Gastrointestinal side effects have included constipation (4.5% to 10.9%), nausea (4.4% to 5.6%), and diarrhea (3.8%). Other, less common reactions (less than 2%) included abdominal pain, dry mouth, and vomiting.
The variable blood levels attained after a given dose of ranolazine result in a wide range of effects on QTc. At Tmax following repeat dosing at 1000 mg twice a day, the mean change in QTc is about 6 msec. However, in 5% of the population with the highest plasma concentrations, the prolongation of QTc is at least 15 msec. The relationship between ranolazine plasma level and QTc is linear over a concentration range up to 4 fold greater than the concentrations produced by a dosage of 1000 mg twice a day, and this relationship is not significantly affected by age, weight, gender, race, heart rate, congestive heart failure NYHA class, or diabetes. In subjects with hepatic impairment, the relationship between plasma level of ranolazine and QTc is much steeper.

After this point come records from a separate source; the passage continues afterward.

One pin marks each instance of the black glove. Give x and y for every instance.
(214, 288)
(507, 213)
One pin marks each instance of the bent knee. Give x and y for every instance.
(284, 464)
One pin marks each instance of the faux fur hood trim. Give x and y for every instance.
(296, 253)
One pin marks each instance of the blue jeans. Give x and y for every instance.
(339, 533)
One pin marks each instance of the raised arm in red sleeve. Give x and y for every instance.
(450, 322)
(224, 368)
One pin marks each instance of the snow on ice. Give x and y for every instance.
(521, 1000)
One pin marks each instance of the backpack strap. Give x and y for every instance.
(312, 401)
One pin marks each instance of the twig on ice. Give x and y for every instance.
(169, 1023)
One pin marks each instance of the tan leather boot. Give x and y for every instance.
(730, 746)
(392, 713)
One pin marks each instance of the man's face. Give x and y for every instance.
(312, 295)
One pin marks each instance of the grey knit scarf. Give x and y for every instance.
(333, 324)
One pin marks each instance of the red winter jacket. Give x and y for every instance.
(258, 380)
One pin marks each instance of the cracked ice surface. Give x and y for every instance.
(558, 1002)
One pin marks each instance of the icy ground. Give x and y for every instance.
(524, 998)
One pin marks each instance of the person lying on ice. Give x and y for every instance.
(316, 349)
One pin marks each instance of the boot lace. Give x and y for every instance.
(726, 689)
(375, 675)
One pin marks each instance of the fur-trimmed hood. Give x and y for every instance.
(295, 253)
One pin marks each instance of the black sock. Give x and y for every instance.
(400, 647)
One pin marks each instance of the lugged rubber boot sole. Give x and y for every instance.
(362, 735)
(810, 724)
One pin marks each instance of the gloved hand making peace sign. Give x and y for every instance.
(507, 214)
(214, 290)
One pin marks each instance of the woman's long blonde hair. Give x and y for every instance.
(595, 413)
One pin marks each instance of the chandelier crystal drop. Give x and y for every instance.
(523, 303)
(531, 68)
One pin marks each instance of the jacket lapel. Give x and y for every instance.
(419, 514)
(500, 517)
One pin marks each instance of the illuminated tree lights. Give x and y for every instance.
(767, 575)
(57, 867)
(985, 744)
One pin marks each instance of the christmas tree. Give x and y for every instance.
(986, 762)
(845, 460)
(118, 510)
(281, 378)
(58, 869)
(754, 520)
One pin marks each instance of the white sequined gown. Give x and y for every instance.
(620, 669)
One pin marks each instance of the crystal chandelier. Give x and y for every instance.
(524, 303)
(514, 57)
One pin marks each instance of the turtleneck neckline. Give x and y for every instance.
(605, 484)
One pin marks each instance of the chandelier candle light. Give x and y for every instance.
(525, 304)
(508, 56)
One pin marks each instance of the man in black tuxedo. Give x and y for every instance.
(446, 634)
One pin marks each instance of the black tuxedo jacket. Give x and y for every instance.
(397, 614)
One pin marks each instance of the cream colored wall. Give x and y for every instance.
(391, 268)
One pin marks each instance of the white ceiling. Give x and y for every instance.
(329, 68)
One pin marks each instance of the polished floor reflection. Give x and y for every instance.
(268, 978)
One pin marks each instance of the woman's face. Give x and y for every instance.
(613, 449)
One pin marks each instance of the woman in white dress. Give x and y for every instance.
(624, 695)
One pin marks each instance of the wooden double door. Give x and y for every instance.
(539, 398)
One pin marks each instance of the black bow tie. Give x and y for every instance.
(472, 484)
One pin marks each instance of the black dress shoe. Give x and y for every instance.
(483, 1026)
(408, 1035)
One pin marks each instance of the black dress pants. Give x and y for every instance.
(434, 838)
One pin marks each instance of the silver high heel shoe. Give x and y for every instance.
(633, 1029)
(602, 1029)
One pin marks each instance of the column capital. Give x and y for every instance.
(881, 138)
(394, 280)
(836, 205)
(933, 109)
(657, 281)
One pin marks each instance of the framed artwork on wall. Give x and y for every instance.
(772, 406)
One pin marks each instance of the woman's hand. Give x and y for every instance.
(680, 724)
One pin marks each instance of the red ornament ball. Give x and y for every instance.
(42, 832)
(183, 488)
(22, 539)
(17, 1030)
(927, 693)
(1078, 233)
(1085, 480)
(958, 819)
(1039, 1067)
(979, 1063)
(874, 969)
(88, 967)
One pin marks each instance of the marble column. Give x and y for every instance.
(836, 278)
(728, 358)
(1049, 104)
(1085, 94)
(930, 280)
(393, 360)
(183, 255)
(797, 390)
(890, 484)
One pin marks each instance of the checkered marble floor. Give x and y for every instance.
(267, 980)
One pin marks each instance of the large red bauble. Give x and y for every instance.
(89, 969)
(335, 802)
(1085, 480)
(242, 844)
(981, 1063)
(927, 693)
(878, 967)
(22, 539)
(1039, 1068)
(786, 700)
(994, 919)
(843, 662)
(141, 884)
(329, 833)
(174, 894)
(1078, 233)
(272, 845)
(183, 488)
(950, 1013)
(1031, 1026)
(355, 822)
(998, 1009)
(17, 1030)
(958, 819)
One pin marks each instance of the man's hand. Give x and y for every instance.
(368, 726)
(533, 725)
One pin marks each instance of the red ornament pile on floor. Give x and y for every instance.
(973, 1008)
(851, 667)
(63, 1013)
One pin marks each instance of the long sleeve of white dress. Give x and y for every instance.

During a long-term safety study (ROLE program) involving patients with chronic angina (n=746), there were no treatment discontinuations due to QTc prolongation and no episodes of Torsades de Pointes were reported.
Cardiovascular side effects occurring in less than 2% of patients have included palpitations, bradycardia, hypotension, orthostatic hypotension, and syncope. ECG abnormalities have included dose- and plasma concentration related increases in the QTc interval, reductions in T wave amplitude, and notched T waves.
In general, a higher incidence of adverse events has been reported in elderly patients 75 years or older than in younger patients.
In general, long-term therapy with ranolazine is well tolerated in high-risk patients. During a long-term safety study (ROLE program) involving patients with chronic angina (n=746), more than two years after initial dosing, 76.7% of patients remained on therapy and 9.7% discontinued ranolazine due to adverse effects. In this study, age (greater than or equal to 64 years) was associated with increased adverse effects related withdrawals.
Renal side effects have included small, reversible elevations in serum creatinine and BUN levels. These elevations were observed without evidence of renal toxicity. Renal failure has been rarely (less than 0.5%) reported.
Metabolic side effects have been minimal. Ranolazine does not appear to significantly affect triglyceride or blood glucose levels; however, diabetes has been reported as an adverse effect. In contrast, in patients with diabetes, ranolazine has produced a dose-related reduction in glycosylated hemoglobin (HbA1c).
Respiratory side effects have included cough (6%) and dyspnea (4.3%). Pulmonary fibrosis has been rarely (less than 0.5%) reported.
Musculoskeletal side effects have included back pain (4.8%) and arthralgia (4.4%).
Hematologic side effects have included anemia (4.6%). Additional side effects have included thrombocytopenia, leukopenia, and pancytopenia (less than 0.5%).
Hypersensitivity side effects have included angioedema and eosinophilia (less than 0.5%).
Psychiatric side effects have included post marketing reports of hallucinations.
Dermatologic side effects have included angioedema, pruritus and rash.